As this issue was being put together, Cooper and I had a conversation one evening about the possibility of PLAYBOY publishing a photograph of a woman on the cover showing her breasts. He explained that it would be risky considering some advertisers and business partners would likely take issue with it. The conversation made me think more about the role women are expected to inhabit.
Having the opportunity to be part of an iconic American brand that has fought to make sex and other topics considered taboo more mainstream seemed like a unique and special occasion. But the more I thought it over, the more hesitant I became. Simply, my interests lie elsewhere, and modeling has never been a professional north star in my life. The second and more important point is that when women associate themselves with anything involving ownership of their sexuality, they’re often perceived as having abandoned their intellect.

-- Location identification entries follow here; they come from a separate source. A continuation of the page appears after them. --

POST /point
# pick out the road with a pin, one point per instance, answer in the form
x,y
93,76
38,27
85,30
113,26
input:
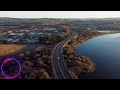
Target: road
x,y
60,69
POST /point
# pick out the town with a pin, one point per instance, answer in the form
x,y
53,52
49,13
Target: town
x,y
27,36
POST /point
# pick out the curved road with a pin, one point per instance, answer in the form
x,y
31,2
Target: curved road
x,y
59,67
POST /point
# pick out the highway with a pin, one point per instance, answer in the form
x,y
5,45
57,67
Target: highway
x,y
60,69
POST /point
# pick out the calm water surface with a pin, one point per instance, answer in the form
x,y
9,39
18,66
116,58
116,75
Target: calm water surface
x,y
105,53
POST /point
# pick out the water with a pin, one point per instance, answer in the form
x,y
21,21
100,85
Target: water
x,y
105,53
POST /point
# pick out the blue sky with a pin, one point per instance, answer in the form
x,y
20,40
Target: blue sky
x,y
60,14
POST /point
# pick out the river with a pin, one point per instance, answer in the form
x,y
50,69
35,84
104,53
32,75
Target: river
x,y
104,51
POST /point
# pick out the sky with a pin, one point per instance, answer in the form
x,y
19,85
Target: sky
x,y
60,14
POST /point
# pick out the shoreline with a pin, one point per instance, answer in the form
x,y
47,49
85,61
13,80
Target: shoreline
x,y
87,63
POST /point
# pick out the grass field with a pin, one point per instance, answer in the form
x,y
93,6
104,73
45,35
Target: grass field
x,y
6,49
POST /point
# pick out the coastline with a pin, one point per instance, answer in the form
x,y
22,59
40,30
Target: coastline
x,y
84,63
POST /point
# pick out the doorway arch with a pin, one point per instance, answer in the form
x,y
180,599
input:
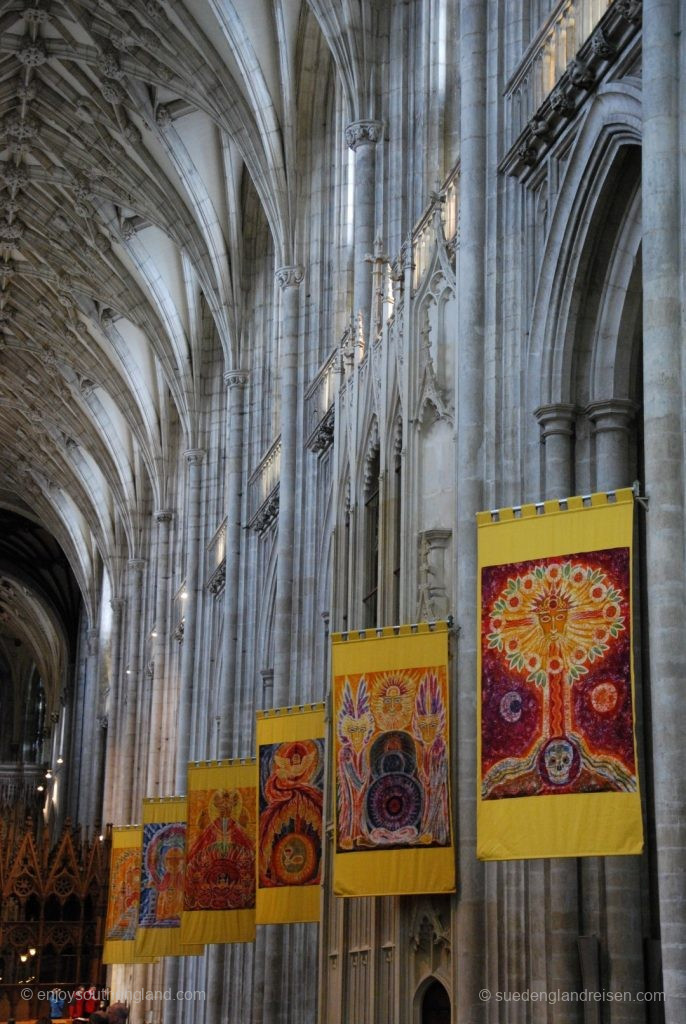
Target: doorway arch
x,y
435,1004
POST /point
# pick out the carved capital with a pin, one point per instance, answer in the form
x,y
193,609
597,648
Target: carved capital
x,y
362,133
93,641
557,419
195,457
612,414
237,378
289,276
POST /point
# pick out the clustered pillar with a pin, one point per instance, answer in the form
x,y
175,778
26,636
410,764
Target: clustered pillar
x,y
362,136
289,279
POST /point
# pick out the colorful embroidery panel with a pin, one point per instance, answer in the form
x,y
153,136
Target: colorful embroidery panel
x,y
220,866
391,755
163,871
556,694
291,804
124,894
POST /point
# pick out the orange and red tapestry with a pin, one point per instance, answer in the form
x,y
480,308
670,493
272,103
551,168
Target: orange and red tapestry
x,y
556,697
557,758
124,896
219,890
162,880
391,763
291,764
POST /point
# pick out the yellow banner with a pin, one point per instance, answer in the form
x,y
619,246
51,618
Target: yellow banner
x,y
219,894
391,762
123,897
162,873
291,765
557,770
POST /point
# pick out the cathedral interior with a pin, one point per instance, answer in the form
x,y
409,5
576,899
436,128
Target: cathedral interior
x,y
290,291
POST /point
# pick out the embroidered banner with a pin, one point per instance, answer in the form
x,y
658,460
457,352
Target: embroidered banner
x,y
162,875
219,894
556,749
123,897
391,764
291,764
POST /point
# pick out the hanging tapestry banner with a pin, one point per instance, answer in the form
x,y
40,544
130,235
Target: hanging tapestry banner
x,y
556,748
391,762
123,897
162,872
291,765
219,894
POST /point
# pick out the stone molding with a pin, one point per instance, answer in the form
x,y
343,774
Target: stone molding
x,y
611,414
217,581
289,276
610,38
237,378
365,132
195,457
556,419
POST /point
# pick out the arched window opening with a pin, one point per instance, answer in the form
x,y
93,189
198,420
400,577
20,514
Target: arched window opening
x,y
435,1005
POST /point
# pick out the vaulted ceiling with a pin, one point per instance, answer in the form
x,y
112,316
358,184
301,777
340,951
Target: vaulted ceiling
x,y
126,131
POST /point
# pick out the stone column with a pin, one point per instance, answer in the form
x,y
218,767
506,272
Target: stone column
x,y
230,726
87,780
611,421
195,459
131,679
233,737
289,279
468,941
163,519
112,745
95,808
662,200
362,136
557,432
269,946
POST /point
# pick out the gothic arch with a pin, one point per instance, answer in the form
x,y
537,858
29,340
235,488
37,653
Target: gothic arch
x,y
607,142
432,1001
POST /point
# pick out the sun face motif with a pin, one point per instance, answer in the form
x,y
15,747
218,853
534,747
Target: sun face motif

Shooting for the magazine meant that I could be part of a conversation about women unfolding in real time.
Was it just me who thought it was absurd that if PLAYBOY published a topless woman on the cover and Men’s Health put a man on the cover in a similar pose, PLAYBOY would be the one to be put behind blinders? When I considered that fact, it became clear in that moment that it didn’t have anything to do with PLAYBOY. It was about the double standards still being applied to gender roles.
The fact that women continue to be second-class citizens around the world was inherent even within this particular situation. Many in society continue to diminish female intellect, deny them ownership of their sexuality, reject feminism and all else that makes being a woman so powerful. It starts with equal pay and goes all the way to free the nipple.
As I continued exploring these themes and asked myself, “What does it means to be a feminist today?” it became clear that shooting for the magazine meant that I could be a part of a conversation about women unfolding in real time. As we flood the streets marching for choice, health care rights and freedom of expression, I realized how important this was to me. It’s about equality. It’s about liberation.
As we fight for these important issues, you begin to realize how ridiculous it is that the world makes a big deal out of whether or not I’m wearing a top. It’s time we let women own everything that men have had permission to occupy by themselves for far too long.